The case cannot be thrown out merely on the ground that the quantity sent was less than prescribed. In the instant case the Public Analyst inspite of lesser quantity had found it to be fit for analysis and there is no reason why reliance should not be placed on his report. 9. Lastly, it is urged that the sanction by the District Medical Officer of Health was given in a mechanical manner inasmuch as all the papers do not seem to have been placed before him. He does not appear to have applied his mind to the same. The sanction form was filled in by the Inspector and the District Medical Officer of Health simply affixed his signature. I am unable to subscribe to this view because the lower portion of the form which relates to the sanction clearly states that all the relevant papers were seen.
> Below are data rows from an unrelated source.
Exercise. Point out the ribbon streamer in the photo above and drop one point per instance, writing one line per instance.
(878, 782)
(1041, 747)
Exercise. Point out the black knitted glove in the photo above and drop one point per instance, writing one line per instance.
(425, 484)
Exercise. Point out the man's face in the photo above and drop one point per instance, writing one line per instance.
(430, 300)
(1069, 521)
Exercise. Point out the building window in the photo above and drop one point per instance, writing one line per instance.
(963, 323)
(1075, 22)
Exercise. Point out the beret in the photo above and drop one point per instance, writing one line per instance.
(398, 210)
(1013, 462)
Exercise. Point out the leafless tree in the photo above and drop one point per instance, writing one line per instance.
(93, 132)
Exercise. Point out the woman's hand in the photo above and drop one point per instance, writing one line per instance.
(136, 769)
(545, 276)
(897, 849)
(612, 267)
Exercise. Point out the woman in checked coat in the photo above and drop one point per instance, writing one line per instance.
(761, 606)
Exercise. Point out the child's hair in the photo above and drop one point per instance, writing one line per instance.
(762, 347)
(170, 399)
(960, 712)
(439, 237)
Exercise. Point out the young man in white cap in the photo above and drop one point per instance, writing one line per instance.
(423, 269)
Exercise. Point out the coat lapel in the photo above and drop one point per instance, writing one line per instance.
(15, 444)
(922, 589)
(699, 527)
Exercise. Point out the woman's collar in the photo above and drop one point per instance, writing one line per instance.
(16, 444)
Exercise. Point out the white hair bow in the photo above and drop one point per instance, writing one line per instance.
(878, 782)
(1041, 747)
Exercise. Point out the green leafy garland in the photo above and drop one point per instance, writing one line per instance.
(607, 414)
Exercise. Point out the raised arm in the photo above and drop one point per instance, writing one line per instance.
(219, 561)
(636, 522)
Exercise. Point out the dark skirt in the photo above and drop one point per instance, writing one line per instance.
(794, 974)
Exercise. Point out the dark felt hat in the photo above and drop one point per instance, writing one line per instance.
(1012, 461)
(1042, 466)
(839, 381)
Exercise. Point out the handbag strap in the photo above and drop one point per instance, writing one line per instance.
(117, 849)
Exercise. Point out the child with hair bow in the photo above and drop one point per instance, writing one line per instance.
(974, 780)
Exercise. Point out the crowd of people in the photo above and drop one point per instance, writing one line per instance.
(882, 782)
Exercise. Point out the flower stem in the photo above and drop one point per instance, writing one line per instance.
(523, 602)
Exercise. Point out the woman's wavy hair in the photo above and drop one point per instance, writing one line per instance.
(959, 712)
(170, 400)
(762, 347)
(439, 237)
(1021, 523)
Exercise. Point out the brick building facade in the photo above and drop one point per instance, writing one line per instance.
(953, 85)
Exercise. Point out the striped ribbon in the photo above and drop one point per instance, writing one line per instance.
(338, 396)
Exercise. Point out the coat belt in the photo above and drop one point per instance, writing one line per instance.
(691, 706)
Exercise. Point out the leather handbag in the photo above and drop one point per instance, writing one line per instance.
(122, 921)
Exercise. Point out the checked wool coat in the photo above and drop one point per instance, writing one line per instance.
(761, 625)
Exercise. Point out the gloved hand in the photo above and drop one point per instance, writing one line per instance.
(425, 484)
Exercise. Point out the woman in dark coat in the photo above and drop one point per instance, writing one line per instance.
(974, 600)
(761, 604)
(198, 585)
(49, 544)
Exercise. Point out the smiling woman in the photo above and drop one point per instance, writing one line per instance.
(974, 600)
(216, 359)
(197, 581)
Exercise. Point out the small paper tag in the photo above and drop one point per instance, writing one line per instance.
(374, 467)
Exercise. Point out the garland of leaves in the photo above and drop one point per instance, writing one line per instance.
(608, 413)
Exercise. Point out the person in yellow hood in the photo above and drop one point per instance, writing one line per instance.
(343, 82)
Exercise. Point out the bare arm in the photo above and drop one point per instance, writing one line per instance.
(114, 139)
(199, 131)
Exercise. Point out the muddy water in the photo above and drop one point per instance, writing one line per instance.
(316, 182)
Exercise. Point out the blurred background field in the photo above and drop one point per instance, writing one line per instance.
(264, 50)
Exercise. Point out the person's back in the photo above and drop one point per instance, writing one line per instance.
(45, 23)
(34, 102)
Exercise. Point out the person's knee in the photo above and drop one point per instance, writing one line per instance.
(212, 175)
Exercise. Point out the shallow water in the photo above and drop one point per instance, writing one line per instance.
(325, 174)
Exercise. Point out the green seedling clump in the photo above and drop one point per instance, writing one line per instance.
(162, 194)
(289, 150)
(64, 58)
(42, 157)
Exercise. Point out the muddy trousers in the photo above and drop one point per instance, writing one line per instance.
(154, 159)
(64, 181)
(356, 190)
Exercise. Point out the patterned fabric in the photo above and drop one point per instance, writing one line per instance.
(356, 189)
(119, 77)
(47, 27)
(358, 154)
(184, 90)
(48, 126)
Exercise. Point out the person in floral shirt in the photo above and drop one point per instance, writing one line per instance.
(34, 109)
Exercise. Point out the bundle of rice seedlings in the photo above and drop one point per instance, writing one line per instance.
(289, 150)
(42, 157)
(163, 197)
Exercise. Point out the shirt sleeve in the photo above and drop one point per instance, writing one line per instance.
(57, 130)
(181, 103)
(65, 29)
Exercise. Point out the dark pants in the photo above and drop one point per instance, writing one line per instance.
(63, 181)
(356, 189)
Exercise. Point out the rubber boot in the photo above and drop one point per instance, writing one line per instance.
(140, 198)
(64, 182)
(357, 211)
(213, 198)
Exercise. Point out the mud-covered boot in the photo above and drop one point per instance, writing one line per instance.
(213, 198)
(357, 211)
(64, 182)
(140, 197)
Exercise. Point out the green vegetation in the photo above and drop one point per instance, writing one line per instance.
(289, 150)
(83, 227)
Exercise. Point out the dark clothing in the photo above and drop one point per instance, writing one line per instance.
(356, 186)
The name of the revisionist and other particulars of the case are mentioned in it. Therefore, the sanction cannot be attacked on any score. 10 The learned counsel for the revisionist has prayed for reduction of the sentence because the revisionist is not a previous convict. The offence was committed on 29-10-1974 when the minimum sentence prescribed was three months' rigorous imprisonment and fine of Rs. 500/-. I think the ends of justice would be amply met if the sentence is reduced to the same. 11. The revision application is dismissed subject to the modification that the revisionist's conviction under Section 7/16 of the Prevention of Food Adulteration Act is maintained but the sentence is reduced to three months' rigorous imprisonment and a fine of Rs. 500/- and in default of its payment to three months' further simple imprisonment. He is on bail and will surrender in court, failing which he will be taken into custody to serve out his sentence.